I wonder whether an angel out of heaven would have
made me believe that I should ever write the story of
those passionate hours with a smile and a sneer! I
tell thee, Edith! (for thou wilt read every line that I
have written, and feel it, as far as thou canst feel anything),
that I have read “Faust” since, and thought
thee Mephistopheles! I have looked on thee since,
with thy cheek rosy dark, thy lip filled with the blood
of health, and curled with thy contempt of the world
and thy yet wild ambition to be its master-spirit and
idol, and struck my breast with instinctive self-questioning
if thou hadst given back my soul that was
thine own! I fear thee, Edith. Thou hast grown
beautiful that wert so hideous—the wonder-wrought
miracle of health and intellect, filling thy veins, and
breathing almost a newer shape over form and feature;
but it is not thy beauty; no, nor thy enthronement
in the admiration of thy woman's world. These are
little to me; for I saw thy loveliness from the first,
and I worshipped thee more in the duration of a
thought than a hecatomb of these worldlings in their
lifetime. I fear thy mysterious and unaccountable
power over the human soul! I can scorn thee here,
in another land, with an ocean weltering between us,
and anatomize the character that I alone have read
truly and too well, for the instruction of the world (its
amusement, too, proud woman—thou wilt writhe at
that)—but I confess to a natural and irresistible obedience
to the mastery of thy spirit over mine. I would
not willingly again touch the radius of thy sphere. I
would come out of Paradise to walk alone with the
devil as soon.

How little even the most instructed women knew
the secret of this power! They make the mistake of
cultivating only their own minds. They think that,
by self-elevation, they will climb up to the intellects
of men, and win them by seeming their equals. Shallow
philosophers! You never remember that to subdue
a human being to your will, it is more necessary
to know his mind than you own—that, in conquering
a heart vanity is the first out-post—that while your are
employing your wits in thinking how most effectually
to dazzle him, you should be sounding his character
for its undeveloped powers to assist him to dazzle you
—that love is a reflected light, and to be pleased with
others we must be first pleased with ourselves!

Edith (it has occurred to me in my speculations
since) seemed to me always an echo of myself.
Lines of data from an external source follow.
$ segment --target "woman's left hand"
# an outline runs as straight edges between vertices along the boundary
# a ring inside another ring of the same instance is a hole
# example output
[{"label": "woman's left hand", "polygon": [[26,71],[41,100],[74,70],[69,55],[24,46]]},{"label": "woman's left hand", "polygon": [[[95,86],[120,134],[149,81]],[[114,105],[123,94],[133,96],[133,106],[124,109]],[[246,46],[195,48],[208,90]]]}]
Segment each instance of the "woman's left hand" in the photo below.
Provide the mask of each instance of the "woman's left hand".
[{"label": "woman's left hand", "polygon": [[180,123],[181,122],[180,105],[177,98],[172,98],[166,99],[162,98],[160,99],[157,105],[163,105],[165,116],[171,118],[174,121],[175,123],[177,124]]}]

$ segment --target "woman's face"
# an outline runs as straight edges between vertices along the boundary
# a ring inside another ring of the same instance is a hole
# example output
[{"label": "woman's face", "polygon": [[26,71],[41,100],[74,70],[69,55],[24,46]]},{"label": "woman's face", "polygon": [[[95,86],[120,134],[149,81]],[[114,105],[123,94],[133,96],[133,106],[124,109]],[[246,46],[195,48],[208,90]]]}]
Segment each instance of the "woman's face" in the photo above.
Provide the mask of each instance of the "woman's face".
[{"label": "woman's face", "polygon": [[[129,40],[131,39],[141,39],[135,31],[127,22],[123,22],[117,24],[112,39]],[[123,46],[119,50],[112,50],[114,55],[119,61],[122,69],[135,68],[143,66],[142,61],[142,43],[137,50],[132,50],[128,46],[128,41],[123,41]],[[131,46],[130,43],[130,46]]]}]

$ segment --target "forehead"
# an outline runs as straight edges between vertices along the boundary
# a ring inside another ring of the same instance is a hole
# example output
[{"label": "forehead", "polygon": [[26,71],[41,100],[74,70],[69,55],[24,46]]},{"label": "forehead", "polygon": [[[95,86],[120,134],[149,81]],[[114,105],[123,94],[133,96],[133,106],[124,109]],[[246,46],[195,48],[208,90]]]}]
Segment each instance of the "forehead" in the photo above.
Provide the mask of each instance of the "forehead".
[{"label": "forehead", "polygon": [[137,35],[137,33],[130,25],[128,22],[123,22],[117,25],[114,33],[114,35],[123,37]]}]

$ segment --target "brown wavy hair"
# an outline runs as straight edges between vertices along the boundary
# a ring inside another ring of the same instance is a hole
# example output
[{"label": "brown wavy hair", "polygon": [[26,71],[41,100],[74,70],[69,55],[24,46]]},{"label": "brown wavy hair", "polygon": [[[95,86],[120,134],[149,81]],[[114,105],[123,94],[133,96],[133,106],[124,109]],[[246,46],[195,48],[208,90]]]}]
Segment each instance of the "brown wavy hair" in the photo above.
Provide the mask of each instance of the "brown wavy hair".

She
expressed my thought as it sprang into my brain. I
thought that in her I had met my double and counterpart,
with the reservation that I was a little the
stronger spirit, and that in my mind lay the material
of the eloquence that flowed from her lips—as the almond
that you endeavor to split equally leaves the
kernel in the deeper cavity of its shell. Whatever
the topic, she seemed using my thoughts, anticipating
my reflections, and, with an unobtrusive but thrilling
flattery, referring me to myself for the truth of what
I must know was but a suggestion of my own! O!
Lucrezia Borgia! if Machiavelli had but practised that
subtle cunning upon thee, thou wouldst have had lit
tle space in thy delirious heart for the passion that, in
the history of crime, has made thee the marvel and
the monster.

The charm of Edith to most people was that she
was no sublimation. Her mind seemed of any or no
stature. She was as natural, and earnest, and as satisfied
to converse, on the meanest subject as on the
highest. She overpowered nobody. She (apparently)
eclipsed nobody. Her passionate and powerful eloquence
was only lavished on the passionate and powerful.
She never misapplied herself: and what a
secret of influence and superiority is contained in that
single phrase! We so hate him who out-measures
us, as we stand side by side before the world!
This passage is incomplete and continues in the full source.